12-13 Anne Lacheret1 & Dominique Legallois2 (1MODYCO, ParisX Nanterre
& IUF, Paris, 2CRISCO, université de Caen) : Expressivity and emotion
in spoken language: what does grammar have to tell us?

In this presentation the notion of expressivity in its semiotic
dimension is regarded as the manifestation of an affective and
emotional relation of the perceiving subject to a content through the
prosodic and semantic modalities.

First, starting from I. Fonagy (1983)’s schema of the double coding of
communication, we will show that even if prosody does indeed convey
emotional patterns that can be phonetically characterized, these
patterns are underlain by memorial constraints that determine their
production and interpretation. We will distinguish three types of
memories: discursive, interlocutive and referential. We will see that
in every case, the verbal material, or syntactico-semantic domain,
that accompanies the prosodic constructions, intrinsically conveys
emotional interpretations and strictly constrains the prosodic
patterns instantiated in the spoken message. From this point of view,
what is denoted brings about connotation; in other words, there cannot
be any double or parallel coding: connotation is pre-encoded in
grammar.

The second part of this paper will be devoted to the role of grammar.
Although expressivity has usually been relegated to a secondary role
by the prevailing formal grammatical approach of language, it has
indeed been granted some importance by some linguists for a long
time. We will present Ch. Bally’s fundamental statements about
expressivity in his book Le langage et la vie (1913/1926). These
statements (or proposals) tend to orient linguistics towards an
analysis of discursive facts in relation with what the author calls le
mode vécu “the experience mode” (subjective and affective experience)
as opposed to le mode pur “the pure mode” (intellectual
experience). After presenting and commenting on Bally, we will try to
show the effectiveness of expressivity in the domain from which it has
systematically been excluded: grammar. If grammar is considered not
just as a system of production of linguistic forms, but as a mode of
instantiation of preconstructed and conventional forms, it can be
shown from illustrative examples that grammar, like the lexicon, is
fraught with expressivity and records the emotional patterns that are
perceived by or suggested to the speaking subject.

To summarize: grammatical expressivity tends to regain some of the
ground it had lost in linguistics on account of the increasing
significance that is ascribed to

- the notions of subject and interlocution (the enunciative models)

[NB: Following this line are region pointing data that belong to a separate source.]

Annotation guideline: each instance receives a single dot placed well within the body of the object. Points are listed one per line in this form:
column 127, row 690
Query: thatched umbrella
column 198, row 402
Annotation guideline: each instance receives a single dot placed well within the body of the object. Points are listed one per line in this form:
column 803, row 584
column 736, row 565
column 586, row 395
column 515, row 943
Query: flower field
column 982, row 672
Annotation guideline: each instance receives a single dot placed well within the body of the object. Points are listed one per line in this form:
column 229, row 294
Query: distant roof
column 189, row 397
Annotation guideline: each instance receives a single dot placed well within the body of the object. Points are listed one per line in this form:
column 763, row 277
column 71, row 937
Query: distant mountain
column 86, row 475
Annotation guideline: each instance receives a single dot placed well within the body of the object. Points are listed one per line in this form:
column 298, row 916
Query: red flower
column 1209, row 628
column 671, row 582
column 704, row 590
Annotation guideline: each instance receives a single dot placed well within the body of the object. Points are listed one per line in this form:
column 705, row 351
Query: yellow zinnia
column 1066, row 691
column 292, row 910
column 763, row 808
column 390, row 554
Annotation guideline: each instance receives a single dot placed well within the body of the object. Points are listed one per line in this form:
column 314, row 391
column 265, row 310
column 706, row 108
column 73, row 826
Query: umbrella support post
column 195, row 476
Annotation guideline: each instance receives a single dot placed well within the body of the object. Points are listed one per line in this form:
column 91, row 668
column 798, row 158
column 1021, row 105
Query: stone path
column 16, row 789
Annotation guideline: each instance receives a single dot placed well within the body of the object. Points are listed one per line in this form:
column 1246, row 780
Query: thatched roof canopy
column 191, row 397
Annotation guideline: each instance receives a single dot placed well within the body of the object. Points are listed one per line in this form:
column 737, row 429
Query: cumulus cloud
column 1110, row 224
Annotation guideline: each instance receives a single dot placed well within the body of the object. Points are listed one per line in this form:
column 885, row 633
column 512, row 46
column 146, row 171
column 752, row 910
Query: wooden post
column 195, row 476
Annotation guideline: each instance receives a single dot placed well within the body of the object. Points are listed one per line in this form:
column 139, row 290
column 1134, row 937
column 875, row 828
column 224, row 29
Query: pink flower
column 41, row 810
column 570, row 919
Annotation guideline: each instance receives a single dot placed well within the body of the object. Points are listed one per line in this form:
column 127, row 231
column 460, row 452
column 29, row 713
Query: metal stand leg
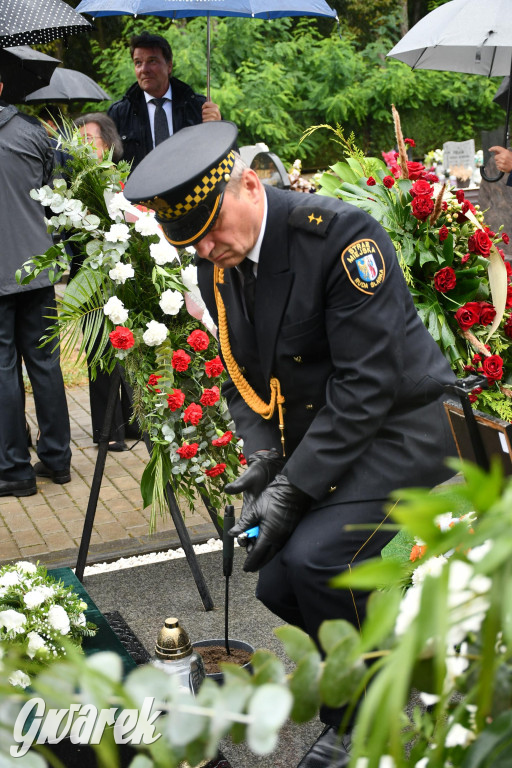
column 117, row 380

- the cognitive dimension of language.

13.15-14.30 : Lunch

14.45-15.45 Mireille Besson1, Mitsuko Aramaki1, Daniele Schön1, Aline
Frey2 (1Institut de Neurosciences Cognitives de la Méditerranée,
CNRS-Marseille Universités, Marseille, 2 Laboratoire Cognitions
Humaine et Artificielle; Université Paris 8, France): An
interdisciplinary approach to the semiotics of sounds

In this presentation, we will present 3 series of experiments aimed at
exploring the similarities and differences when processing the meaning
of linguistic and non-linguistic sounds. To this aim, we used both
behavioral (percent errors and Reaction Times, RTs) and
electrophysiological approaches (Event-Related brain Potentials or
ERPs). In the fist series experiments we compared priming effects
(unrelated vs related) for words and for environmental sounds (the
sounds were specifically built so that the source of the sounds was
difficult to identify). In the second series of experiments we
presented both typical and ambiguous sounds from material categories
(e.g., wood, metal and glass). Sound continua were built between two
material categories so that typical sounds were at the extreme of the
continua and ambiguous sounds in the middle. We compared priming
effects for typical and for ambiguous sounds of material categories
and for words, pseudo-words and non-words. Finally, in the third
series of experiments, we used short musical excerpts, called Semiotic
Temporal Units (TSUs) that convey specific musical concepts. We
compared priming effects for congruent and for incongruous TSUs that
is for TSUs that conveyed same or different concepts. In all 3 series
of experiments, results revealed higher error rates and slower RTs for
unrelated than related stimuli (typical priming effects) and enhanced
negativity in the ERPs. However, results also show some differences
(in latency and scalp distribution) in the priming effects for
linguistic and non-linguistic sounds. The functional significance of
these results will be discussed.

15.45-16.45 Christophe d’Alessandro, Sylvain Le Beux, Albert Rilliard
(LIMSI, Orsay, France): Towards kinematical modelling of expressive
speech prosody: experiments in computerized chironomy

Although various intonation models have been proposed for a variety of
languages, the question of expressive intonation representation is
still wide open. The approach defended in this conference is based on
the hypothesis that intonation shares a lot of common features with
other types of expressive human movements or gestures. New insights in
intonation research could be gained addressing the question of
intonation representation in terms of prosodic movements, inspired by
musical representation in terms of hand movements (chironomy).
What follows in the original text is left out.